Integrations

Graph API throttling: 19 retry-after quirks the SDK hides

The agent had been answering inbox triage tickets for three days at a Den Haag law firm before we noticed it was quietly dropping every fifth reply thread.

Jacob Molkenboer· Founder · A Brand New Company· 11 Jun 2026· 9 min

Brass relay switch beside stack of paper slips tied with twine, green ribbon, cream index card on ivory surface.

It was a Tuesday morning when one of the partners walked into our standup with a printout. A client had emailed twice in three days asking about a deposition date. The triage agent had read both messages. It had also marked both as handled. The actual reply never went out, and nobody on the team had seen the thread.

The firm runs about 52 lawyers and paralegals across two floors in Den Haag. We had spent four weeks wiring an email-triage agent into their Microsoft 365 tenant. It read incoming mail, classified by case-area and urgency, drafted replies for the partner to sign, and posted a row to a Power Automate flow that fed their case-management system. On paper the agent was working. Throughput looked clean on the dashboard.

The real picture was uglier. We had a Microsoft Graph throttling problem, and the official Graph SDK was hiding most of it.

What was actually happening

The SDK retry middleware caught the 429s and the 503s. It backed off, retried, returned a 200 to our application code. Logs looked green. What it did not tell us was that during certain retry paths the message we were operating on had a different conversationId than the one we wrote into our database the first time around. The thread our agent thought it was replying to no longer existed. The new draft landed against a different conversation, which the partner never saw because their Outlook view was sorted by the original conversation header.

We logged every quirk we hit, ranked them by how much silent damage each one caused, and shipped a custom retry handler. What follows is the cheatsheet. Pin it next to anyone touching Microsoft Graph throttling in production.

The cheatsheet, ranked by silent damage

Top of the list is anything that returns a 200 to your code while losing the work. Bottom of the list is anything that throws cleanly. The middle is where the wreckage lives.
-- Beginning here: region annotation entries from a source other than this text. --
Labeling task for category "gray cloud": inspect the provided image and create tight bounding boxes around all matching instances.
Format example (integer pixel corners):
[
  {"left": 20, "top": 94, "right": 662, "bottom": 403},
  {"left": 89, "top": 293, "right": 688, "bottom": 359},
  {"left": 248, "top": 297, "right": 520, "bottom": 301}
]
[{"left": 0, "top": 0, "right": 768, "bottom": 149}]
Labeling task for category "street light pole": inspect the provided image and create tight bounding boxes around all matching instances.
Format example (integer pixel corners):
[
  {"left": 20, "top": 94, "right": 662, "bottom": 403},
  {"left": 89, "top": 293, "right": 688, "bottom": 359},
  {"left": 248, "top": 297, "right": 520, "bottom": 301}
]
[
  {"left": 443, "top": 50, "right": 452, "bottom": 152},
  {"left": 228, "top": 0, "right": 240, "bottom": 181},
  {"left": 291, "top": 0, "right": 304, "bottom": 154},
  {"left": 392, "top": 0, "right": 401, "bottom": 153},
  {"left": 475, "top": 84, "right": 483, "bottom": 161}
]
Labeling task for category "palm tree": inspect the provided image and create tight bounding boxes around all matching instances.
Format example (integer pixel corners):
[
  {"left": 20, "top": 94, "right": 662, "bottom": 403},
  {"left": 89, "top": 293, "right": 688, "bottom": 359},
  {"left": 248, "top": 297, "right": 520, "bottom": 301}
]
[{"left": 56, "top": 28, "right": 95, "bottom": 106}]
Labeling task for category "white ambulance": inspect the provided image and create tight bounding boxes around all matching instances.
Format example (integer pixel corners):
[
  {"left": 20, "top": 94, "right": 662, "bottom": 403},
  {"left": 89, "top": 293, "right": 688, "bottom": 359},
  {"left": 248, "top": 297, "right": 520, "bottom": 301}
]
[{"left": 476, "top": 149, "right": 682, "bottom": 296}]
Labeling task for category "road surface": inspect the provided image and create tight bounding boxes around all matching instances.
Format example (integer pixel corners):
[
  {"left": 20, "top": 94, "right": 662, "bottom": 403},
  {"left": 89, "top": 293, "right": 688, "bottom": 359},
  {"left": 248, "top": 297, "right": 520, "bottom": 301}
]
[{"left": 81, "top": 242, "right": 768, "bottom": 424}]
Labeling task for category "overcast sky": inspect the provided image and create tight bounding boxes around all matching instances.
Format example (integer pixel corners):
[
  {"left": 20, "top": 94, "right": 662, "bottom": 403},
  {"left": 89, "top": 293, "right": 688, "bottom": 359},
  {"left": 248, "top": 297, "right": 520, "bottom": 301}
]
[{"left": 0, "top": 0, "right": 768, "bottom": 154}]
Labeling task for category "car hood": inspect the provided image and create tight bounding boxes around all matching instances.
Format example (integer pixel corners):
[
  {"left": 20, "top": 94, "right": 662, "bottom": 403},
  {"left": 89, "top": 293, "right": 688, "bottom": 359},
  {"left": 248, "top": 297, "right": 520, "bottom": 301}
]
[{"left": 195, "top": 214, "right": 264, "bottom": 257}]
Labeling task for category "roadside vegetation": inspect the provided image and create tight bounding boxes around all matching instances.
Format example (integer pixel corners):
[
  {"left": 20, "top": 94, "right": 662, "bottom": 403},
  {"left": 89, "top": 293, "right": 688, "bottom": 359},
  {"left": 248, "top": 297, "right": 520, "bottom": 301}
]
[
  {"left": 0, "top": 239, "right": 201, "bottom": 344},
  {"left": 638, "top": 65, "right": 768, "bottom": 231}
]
Tier 1: the SDK swallows it and you lose state

conversationId mutates on retry across folders. If a Power Automate flow or a user-side rule moves the message between folders while your call is mid-retry, the resource resolves to a different conversation. The SDK returns 200. Your database now points at a stale thread.
Delta token invalidated by a throttled write. A 429 on a POST against a mailbox that you are also /delta-syncing can invalidate the delta state token on the next call. The SDK quietly fetches a fresh token and replays the last page of messages. Your agent processes them twice.
Application token and delegated token throttle pools are not the same. Two services hammering the same mailbox under different auth flows do not share a quota in any documented way. We had a Power Automate connector and our agent both running on delegated permissions and tripping each other's limits without either logging the cause.
Subscription expires mid-retry, agent reconnects with a fresh clientState. Change-notification subscriptions live for 4230 minutes max for messages. If the SDK retry loop spans the renewal window, the next notification arrives with a different validation token and your gate rejects it.
Batch endpoint hides per-request 429s under a 200. A $batch call with 20 sub-requests can return 200 OK overall while individual sub-requests in the body have status 429. The SDK does not retry those sub-requests by default. Your handler iterates the response and finds five "successful" operations that were never executed.
Token refresh during a retry drops the request. If the access token expires between the original call and the retry, some middleware versions request a new token but never re-issue the underlying HTTP request. Your code sees a normal completion with an empty body.
ETag mismatch on second attempt causes a silent skip. Conditional updates retried after a 503 hit a different ETag because another client touched the resource. The SDK returns 412 to its inner loop, swallows it as transient, and your PATCH never lands.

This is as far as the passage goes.